Recently, we asked our newsletter readers if they are concerned about the knowledge that will be lost when retirement-age employees leave, and the resounding response was "yes."
While some of you reportedly have a plan to capture that knowledge before it walks out the door, others clearly need a plan. According to the Chicago Tribune, this "boomer brain drain" has been a top concern for several years, leading companies to contemplate how they will tackle the "knowledge transfer" that is desperately needed.
Lee Causey, a senior nuclear engineer, told the Chicago Tribune that one way to ensure this transfer of knowledge occurs is to open lines of communication between generations. According to the article, "the greener employees can't feel afraid to admit that there's something they don't know, and the veterans need to be willing to share what they do know."

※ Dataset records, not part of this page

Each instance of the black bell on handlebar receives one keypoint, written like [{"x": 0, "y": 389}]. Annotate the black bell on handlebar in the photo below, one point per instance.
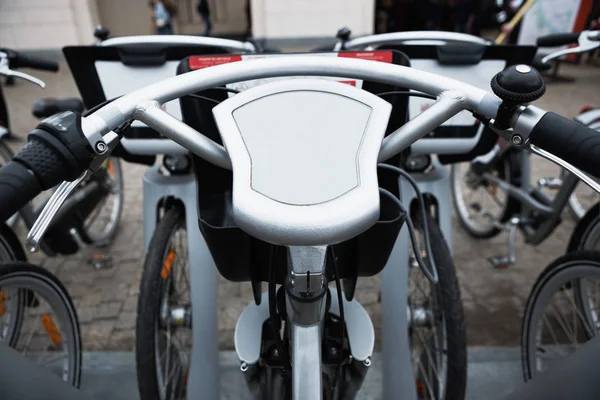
[
  {"x": 101, "y": 33},
  {"x": 516, "y": 85}
]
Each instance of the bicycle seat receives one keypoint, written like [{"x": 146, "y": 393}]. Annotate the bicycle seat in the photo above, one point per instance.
[
  {"x": 306, "y": 174},
  {"x": 46, "y": 107}
]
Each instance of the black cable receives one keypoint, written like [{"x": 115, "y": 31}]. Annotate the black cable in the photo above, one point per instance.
[
  {"x": 431, "y": 275},
  {"x": 408, "y": 93},
  {"x": 338, "y": 287},
  {"x": 422, "y": 210},
  {"x": 273, "y": 311},
  {"x": 197, "y": 96}
]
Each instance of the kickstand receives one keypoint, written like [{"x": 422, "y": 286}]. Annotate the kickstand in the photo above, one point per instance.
[{"x": 503, "y": 262}]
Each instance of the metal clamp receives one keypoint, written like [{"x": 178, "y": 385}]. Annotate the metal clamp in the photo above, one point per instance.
[
  {"x": 6, "y": 71},
  {"x": 307, "y": 268},
  {"x": 588, "y": 40}
]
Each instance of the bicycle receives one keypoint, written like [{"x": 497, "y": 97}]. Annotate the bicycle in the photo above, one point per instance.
[
  {"x": 303, "y": 215},
  {"x": 556, "y": 321},
  {"x": 38, "y": 319},
  {"x": 80, "y": 222},
  {"x": 506, "y": 170}
]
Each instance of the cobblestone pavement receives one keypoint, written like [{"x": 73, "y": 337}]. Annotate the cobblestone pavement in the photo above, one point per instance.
[{"x": 493, "y": 299}]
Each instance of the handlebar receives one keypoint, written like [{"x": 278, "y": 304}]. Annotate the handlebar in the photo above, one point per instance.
[
  {"x": 569, "y": 140},
  {"x": 180, "y": 40},
  {"x": 414, "y": 36},
  {"x": 17, "y": 60},
  {"x": 557, "y": 39},
  {"x": 10, "y": 59},
  {"x": 80, "y": 141},
  {"x": 586, "y": 40}
]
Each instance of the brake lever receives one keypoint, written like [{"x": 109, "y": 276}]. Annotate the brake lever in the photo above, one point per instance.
[
  {"x": 56, "y": 201},
  {"x": 588, "y": 40},
  {"x": 6, "y": 71},
  {"x": 60, "y": 195}
]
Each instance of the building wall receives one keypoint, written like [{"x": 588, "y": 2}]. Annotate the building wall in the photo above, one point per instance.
[
  {"x": 311, "y": 18},
  {"x": 52, "y": 24},
  {"x": 45, "y": 24}
]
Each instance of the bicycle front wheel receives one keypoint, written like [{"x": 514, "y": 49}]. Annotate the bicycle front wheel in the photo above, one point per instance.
[
  {"x": 164, "y": 330},
  {"x": 437, "y": 327},
  {"x": 554, "y": 324},
  {"x": 48, "y": 331},
  {"x": 481, "y": 206}
]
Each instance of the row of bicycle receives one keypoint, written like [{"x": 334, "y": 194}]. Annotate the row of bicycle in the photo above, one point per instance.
[{"x": 164, "y": 312}]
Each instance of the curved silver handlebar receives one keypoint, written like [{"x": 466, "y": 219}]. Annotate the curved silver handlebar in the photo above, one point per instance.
[
  {"x": 180, "y": 40},
  {"x": 140, "y": 103},
  {"x": 415, "y": 36}
]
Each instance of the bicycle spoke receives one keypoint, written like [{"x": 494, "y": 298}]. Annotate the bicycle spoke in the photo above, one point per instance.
[
  {"x": 36, "y": 324},
  {"x": 425, "y": 377},
  {"x": 583, "y": 320}
]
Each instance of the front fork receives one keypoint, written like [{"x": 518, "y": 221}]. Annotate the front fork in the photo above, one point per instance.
[{"x": 305, "y": 289}]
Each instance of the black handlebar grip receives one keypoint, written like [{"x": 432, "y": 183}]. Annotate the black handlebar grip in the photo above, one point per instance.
[
  {"x": 570, "y": 140},
  {"x": 36, "y": 63},
  {"x": 46, "y": 164},
  {"x": 18, "y": 186},
  {"x": 558, "y": 39}
]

According to Harvard Business Review, one thing that must be considered when facing this challenge are relationships. The relationships that a retiree has created have been built over years. A CTO told Harvard Business Review that a contact list is "just a list" without the experience of knowing when, why and how to contact some people.
Much of preparing the next generation comes down to training and the willingness of a company to invest in continuous training throughout an employee's career. Many companies are developing a curriculum to fight the skills gap. Some companies are even reconsidering the benefits they offer to attract newcomers and offer them ongoing training.